For delegation in systems like Compound or Uniswap, signatures enable gas-less delegation of voting power. A token holder signs a message delegating their votes to another address. The delegate can then submit this signature on-chain, claiming the voting power without the original holder needing to send a transaction. This pattern separates the act of delegation from the act of voting, improving user experience and reducing gas costs for passive participants.

Security considerations are critical. Users must verify the domain separator and message structure in their wallet before signing to avoid malicious data. Governance contracts must correctly implement signature verification, checking for replay attacks across chains or forks using the chainId, and ensuring signatures are not reused. Best practice is to use audited, standard libraries like OpenZeppelin's EIP712 contract for on-chain verification logic.

EIP-712 introduces a standard for typed structured data signing, a significant upgrade over raw message hashing (eth_sign). Instead of signing an opaque hexadecimal string, users sign a human-readable JSON structure that clearly defines the vote's intent—proposal ID, choice (e.g., FOR, AGAINST), and a nonce. This improves security and user experience, as wallets like MetaMask display the structured data for verification before signing, reducing the risk of signature phishing attacks.

The core of EIP-712 is defining a type hash and a domain separator. The domain separator (EIP712Domain) includes chain-specific data like the chain ID, verifying contract address, and a name/version, ensuring a signature is only valid for a single contract on a specific network. The vote structure itself is defined in a Vote type, which includes fields like proposalId (uint256), support (uint8), and nonce (uint256). The contract pre-computes the typeHash (the keccak256 hash of the type string) and domainSeparator during construction.

On the client side, you use a library like ethers.js or viem to generate the signature. The process involves creating the data to sign, which includes the domain, the Vote message data, and the types definition. The wallet presents this structured data to the user. The signed digest is the keccak256 hash of \x19\x01 concatenated with the domainSeparator and the hash of the encoded vote data (the structHash). This creates a unique, replay-protected signature.

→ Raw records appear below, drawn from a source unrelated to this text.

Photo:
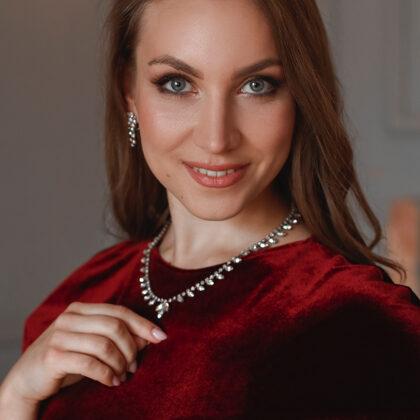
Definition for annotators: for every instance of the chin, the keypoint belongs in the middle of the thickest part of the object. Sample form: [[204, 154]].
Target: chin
[[213, 211]]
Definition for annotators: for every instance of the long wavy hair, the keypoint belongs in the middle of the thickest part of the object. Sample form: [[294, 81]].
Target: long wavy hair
[[319, 174]]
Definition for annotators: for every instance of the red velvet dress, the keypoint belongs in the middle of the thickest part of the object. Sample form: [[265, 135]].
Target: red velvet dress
[[295, 331]]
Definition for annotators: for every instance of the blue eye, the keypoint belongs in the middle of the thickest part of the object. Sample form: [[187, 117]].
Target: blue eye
[[177, 83]]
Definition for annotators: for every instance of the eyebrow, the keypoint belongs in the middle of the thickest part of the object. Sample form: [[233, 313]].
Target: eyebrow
[[178, 64]]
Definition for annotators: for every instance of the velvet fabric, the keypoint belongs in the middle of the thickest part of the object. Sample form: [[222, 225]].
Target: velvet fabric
[[295, 331]]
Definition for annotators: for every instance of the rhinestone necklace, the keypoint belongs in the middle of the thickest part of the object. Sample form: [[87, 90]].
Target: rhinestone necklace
[[163, 304]]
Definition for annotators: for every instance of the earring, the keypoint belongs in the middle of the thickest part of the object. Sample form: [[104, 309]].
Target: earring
[[132, 126]]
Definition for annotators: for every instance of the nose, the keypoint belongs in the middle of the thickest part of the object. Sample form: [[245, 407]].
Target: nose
[[217, 132]]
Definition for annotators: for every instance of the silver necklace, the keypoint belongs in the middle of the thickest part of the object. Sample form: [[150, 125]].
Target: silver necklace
[[163, 304]]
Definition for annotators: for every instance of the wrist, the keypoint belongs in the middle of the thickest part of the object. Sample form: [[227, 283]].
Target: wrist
[[15, 405]]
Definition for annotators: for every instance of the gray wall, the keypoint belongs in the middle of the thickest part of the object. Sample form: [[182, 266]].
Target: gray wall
[[52, 173], [52, 178]]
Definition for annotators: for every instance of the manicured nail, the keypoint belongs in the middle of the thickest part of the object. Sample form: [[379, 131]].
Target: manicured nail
[[159, 334], [132, 367]]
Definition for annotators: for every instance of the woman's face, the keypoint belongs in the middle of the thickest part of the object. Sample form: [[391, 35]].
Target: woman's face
[[209, 90]]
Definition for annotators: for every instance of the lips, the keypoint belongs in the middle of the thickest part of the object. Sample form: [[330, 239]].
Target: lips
[[216, 176], [220, 167]]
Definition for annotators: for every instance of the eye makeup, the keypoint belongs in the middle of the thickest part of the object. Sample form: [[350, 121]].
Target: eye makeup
[[160, 81]]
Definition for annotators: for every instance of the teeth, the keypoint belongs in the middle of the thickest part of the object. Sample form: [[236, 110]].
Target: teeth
[[213, 173]]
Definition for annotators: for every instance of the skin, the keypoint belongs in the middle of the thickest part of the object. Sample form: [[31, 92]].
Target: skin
[[214, 119], [219, 120]]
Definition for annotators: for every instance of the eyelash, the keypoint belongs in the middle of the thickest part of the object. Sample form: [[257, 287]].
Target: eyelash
[[160, 81]]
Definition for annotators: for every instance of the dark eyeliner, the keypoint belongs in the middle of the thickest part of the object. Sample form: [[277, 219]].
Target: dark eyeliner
[[160, 81]]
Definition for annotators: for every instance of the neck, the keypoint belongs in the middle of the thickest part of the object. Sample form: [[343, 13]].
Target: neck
[[191, 242]]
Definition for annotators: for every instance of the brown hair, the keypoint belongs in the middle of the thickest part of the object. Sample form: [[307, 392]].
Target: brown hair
[[318, 176]]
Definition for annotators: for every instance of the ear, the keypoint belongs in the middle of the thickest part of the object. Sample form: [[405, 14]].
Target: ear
[[128, 91]]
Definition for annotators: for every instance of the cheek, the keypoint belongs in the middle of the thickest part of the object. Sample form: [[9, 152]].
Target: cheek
[[272, 130], [162, 123]]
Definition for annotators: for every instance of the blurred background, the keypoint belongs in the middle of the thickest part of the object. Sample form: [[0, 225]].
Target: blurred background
[[52, 177]]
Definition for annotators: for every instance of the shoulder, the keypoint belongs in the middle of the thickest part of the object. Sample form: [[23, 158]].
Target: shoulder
[[100, 279], [324, 282]]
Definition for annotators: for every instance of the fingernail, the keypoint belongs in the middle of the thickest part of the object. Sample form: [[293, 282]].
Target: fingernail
[[132, 367], [159, 334]]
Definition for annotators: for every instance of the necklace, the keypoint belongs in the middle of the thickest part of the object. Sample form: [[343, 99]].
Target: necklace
[[163, 304]]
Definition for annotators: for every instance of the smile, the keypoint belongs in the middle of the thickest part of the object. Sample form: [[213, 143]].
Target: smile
[[220, 176], [213, 173]]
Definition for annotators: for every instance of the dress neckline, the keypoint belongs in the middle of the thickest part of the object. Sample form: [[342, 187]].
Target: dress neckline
[[155, 254]]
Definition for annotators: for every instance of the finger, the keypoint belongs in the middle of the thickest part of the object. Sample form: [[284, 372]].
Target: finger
[[108, 327], [98, 346], [64, 362], [137, 324]]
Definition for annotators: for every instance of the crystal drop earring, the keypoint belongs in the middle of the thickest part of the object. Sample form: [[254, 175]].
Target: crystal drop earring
[[133, 125]]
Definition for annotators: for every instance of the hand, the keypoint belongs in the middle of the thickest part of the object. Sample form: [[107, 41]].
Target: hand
[[96, 340]]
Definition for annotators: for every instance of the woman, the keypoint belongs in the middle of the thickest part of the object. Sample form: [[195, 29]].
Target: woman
[[231, 183]]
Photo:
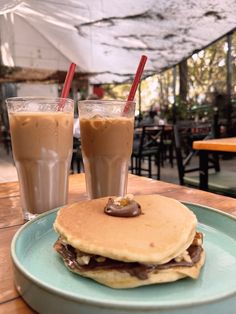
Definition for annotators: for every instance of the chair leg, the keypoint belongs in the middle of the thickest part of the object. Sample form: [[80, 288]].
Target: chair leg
[[158, 166], [149, 166]]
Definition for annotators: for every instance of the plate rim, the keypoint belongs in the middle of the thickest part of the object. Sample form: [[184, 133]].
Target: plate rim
[[105, 303]]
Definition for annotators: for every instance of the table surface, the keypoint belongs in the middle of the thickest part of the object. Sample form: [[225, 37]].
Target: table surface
[[220, 144], [11, 220]]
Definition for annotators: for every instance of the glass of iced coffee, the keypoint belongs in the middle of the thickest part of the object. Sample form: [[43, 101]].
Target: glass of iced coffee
[[42, 138], [106, 129]]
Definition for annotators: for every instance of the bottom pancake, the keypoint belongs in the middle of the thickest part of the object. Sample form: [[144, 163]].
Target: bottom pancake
[[121, 275], [122, 279]]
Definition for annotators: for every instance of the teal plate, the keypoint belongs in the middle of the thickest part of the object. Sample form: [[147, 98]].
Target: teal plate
[[48, 287]]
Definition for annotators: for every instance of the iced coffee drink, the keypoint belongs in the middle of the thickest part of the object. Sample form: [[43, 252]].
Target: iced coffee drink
[[107, 138], [42, 149]]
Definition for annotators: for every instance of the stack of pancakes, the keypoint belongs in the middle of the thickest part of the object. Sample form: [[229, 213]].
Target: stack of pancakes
[[160, 245]]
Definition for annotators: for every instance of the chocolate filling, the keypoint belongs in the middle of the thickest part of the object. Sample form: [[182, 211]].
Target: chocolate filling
[[69, 255]]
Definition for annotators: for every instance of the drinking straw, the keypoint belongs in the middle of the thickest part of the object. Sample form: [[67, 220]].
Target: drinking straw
[[137, 78], [136, 81], [67, 85]]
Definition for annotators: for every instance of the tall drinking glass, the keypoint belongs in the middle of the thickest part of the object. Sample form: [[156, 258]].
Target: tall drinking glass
[[106, 129], [42, 136]]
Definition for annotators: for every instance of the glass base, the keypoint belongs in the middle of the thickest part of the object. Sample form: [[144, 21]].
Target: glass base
[[29, 216]]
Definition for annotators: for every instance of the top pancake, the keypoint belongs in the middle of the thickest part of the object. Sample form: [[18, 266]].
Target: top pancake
[[164, 231]]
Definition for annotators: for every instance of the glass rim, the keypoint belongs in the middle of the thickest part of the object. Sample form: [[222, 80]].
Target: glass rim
[[104, 101], [46, 99]]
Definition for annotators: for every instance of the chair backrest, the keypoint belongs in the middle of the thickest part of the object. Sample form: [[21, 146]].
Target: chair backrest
[[151, 137], [184, 135]]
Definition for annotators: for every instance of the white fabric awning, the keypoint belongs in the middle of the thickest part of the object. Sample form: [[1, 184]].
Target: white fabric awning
[[106, 38]]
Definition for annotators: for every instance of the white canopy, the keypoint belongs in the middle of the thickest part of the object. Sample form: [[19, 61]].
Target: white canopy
[[107, 37]]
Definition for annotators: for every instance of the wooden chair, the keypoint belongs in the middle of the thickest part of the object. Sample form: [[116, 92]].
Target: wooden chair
[[76, 161], [147, 147], [221, 182]]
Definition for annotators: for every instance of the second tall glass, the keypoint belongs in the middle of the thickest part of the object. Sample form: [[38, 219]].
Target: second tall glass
[[106, 129], [42, 136]]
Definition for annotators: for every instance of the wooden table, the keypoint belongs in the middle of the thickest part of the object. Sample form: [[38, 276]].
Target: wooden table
[[214, 145], [11, 220]]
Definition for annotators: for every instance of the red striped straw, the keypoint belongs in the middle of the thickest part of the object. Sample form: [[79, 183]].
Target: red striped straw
[[136, 81], [67, 85]]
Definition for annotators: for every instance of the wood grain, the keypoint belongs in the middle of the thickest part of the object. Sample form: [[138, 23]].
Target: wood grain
[[7, 288], [17, 306], [220, 144]]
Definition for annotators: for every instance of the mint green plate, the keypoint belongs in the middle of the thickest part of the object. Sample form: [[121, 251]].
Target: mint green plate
[[48, 287]]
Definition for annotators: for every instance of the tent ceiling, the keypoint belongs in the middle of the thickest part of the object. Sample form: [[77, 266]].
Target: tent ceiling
[[106, 38]]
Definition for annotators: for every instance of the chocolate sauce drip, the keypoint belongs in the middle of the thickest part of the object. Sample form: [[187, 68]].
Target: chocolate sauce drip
[[132, 208]]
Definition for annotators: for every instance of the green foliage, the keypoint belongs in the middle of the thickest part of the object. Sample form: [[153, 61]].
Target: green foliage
[[206, 76]]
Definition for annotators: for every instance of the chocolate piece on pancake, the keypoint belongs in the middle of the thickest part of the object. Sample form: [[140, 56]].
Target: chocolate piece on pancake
[[159, 245]]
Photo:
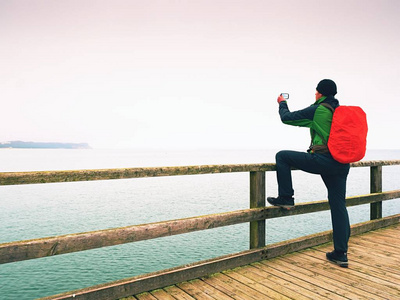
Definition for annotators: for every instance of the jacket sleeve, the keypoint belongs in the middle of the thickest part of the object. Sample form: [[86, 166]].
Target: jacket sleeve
[[302, 118]]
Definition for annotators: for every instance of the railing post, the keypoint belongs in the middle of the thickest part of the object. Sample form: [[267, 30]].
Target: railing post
[[376, 187], [257, 199]]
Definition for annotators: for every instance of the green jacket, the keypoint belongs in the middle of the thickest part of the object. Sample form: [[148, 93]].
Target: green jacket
[[316, 117]]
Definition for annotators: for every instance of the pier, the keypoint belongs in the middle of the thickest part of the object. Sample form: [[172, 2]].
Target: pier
[[267, 270]]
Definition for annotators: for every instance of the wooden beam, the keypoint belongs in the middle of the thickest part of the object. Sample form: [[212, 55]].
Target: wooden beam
[[14, 178], [257, 200], [30, 249], [376, 187], [135, 285]]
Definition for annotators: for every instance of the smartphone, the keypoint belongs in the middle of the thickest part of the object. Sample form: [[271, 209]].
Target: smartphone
[[285, 95]]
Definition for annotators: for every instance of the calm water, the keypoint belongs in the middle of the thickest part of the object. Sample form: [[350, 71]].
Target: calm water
[[33, 211]]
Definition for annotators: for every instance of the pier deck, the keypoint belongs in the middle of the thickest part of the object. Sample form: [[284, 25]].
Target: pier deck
[[373, 273]]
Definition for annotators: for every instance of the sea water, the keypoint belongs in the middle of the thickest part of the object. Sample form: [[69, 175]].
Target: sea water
[[41, 210]]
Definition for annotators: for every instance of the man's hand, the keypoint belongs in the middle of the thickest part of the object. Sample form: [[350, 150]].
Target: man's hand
[[280, 99]]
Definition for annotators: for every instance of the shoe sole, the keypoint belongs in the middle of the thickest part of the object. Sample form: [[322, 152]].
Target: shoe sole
[[287, 207], [343, 264]]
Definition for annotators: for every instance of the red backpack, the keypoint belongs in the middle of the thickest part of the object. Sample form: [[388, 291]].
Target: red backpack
[[347, 141]]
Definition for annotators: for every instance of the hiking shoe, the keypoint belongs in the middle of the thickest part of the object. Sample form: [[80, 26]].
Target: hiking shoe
[[285, 202], [338, 258]]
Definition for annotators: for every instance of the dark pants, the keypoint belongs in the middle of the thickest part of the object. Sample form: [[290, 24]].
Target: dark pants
[[334, 175]]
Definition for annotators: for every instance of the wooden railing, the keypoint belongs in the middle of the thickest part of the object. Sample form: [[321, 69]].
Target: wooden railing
[[255, 215]]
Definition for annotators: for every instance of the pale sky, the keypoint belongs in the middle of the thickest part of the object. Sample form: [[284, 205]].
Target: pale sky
[[194, 73]]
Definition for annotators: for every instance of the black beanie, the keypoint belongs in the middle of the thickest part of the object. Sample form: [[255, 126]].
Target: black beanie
[[327, 87]]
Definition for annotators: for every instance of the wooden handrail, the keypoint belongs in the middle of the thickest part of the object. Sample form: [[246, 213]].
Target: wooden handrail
[[14, 178], [255, 215]]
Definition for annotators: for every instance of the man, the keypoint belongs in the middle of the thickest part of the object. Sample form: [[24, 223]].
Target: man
[[317, 160]]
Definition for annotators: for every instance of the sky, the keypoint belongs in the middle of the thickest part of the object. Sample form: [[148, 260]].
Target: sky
[[175, 74]]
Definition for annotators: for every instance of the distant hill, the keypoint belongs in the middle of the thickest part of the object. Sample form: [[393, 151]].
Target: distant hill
[[40, 145]]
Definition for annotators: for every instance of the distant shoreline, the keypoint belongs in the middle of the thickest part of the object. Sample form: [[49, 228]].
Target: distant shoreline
[[42, 145]]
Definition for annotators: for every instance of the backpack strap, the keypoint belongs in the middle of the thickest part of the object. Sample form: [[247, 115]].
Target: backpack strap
[[321, 148], [328, 106]]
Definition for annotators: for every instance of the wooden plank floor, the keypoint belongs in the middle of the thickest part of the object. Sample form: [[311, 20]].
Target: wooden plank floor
[[373, 273]]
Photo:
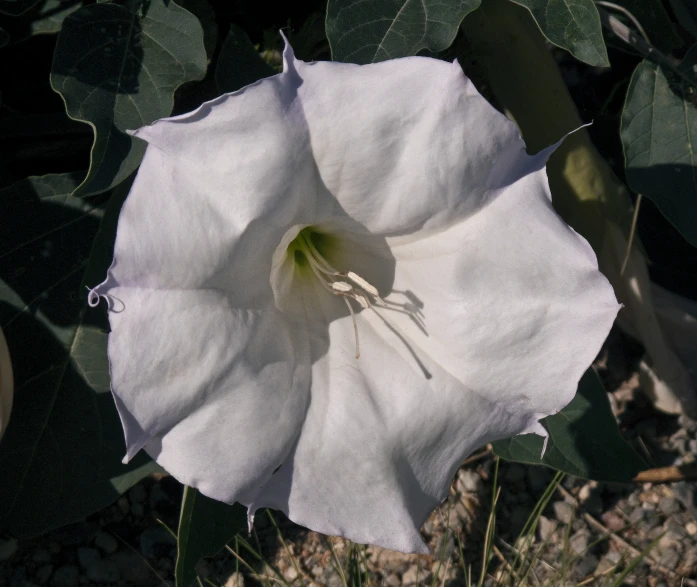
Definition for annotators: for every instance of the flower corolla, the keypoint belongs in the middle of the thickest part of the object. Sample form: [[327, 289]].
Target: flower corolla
[[331, 286]]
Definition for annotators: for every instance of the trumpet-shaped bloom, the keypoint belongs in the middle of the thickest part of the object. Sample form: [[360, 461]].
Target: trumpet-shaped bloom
[[331, 286]]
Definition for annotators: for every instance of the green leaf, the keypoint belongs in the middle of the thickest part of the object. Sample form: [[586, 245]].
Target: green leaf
[[239, 63], [659, 136], [573, 25], [655, 21], [367, 32], [117, 68], [61, 456], [584, 439], [205, 527]]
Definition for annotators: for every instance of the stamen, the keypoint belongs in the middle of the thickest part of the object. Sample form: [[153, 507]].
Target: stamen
[[342, 287], [355, 327], [360, 282]]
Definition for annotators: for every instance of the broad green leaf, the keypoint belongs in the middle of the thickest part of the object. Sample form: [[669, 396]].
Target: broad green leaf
[[573, 25], [205, 14], [367, 32], [60, 459], [654, 19], [239, 63], [205, 527], [584, 439], [659, 136], [117, 67]]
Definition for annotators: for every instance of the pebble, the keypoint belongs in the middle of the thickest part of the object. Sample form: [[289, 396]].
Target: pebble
[[563, 511], [137, 494], [579, 542], [122, 504], [538, 479], [43, 573], [104, 571], [586, 565], [412, 575], [670, 559], [613, 521], [637, 516], [514, 474], [545, 528], [8, 548], [237, 579], [669, 505], [88, 556], [41, 556], [468, 481], [153, 538], [607, 562], [67, 576], [106, 542]]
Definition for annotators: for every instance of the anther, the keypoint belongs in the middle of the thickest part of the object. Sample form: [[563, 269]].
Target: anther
[[362, 283]]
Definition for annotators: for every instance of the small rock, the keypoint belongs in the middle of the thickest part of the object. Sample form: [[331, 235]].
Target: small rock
[[137, 494], [607, 562], [514, 474], [585, 492], [237, 579], [586, 565], [122, 504], [88, 556], [637, 516], [154, 540], [538, 478], [579, 543], [41, 556], [104, 571], [106, 542], [613, 521], [545, 528], [8, 548], [633, 500], [468, 481], [563, 511], [670, 559], [67, 576], [43, 574], [669, 505]]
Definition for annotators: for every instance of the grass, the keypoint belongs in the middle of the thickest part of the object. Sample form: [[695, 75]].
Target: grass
[[525, 563]]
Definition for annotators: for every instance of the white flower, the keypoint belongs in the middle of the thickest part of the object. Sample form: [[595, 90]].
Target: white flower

In the Solidity contract, verification involves reconstructing the structHash from the submitted vote data and the signer's address. The contract uses ecrecover on the final EIP-712 digest to retrieve the signer. It must then check that the recovered signer has voting power, validate the proposal state, and mark the nonce as used to prevent replay attacks. A critical step is verifying the chainId in the domain separator matches the contract's chain to prevent cross-chain replay.

A complete implementation includes tracking used nonces per signer and often batches votes for gas efficiency. For example, a contract might have a castVoteBySig function that accepts the voter's address, proposal ID, support value, nonce, deadline, and the v, r, s signature components. This pattern is used by major protocols like Compound and Uniswap for their governance systems, enabling gas-less voting where a relayer can submit signed votes on behalf of users.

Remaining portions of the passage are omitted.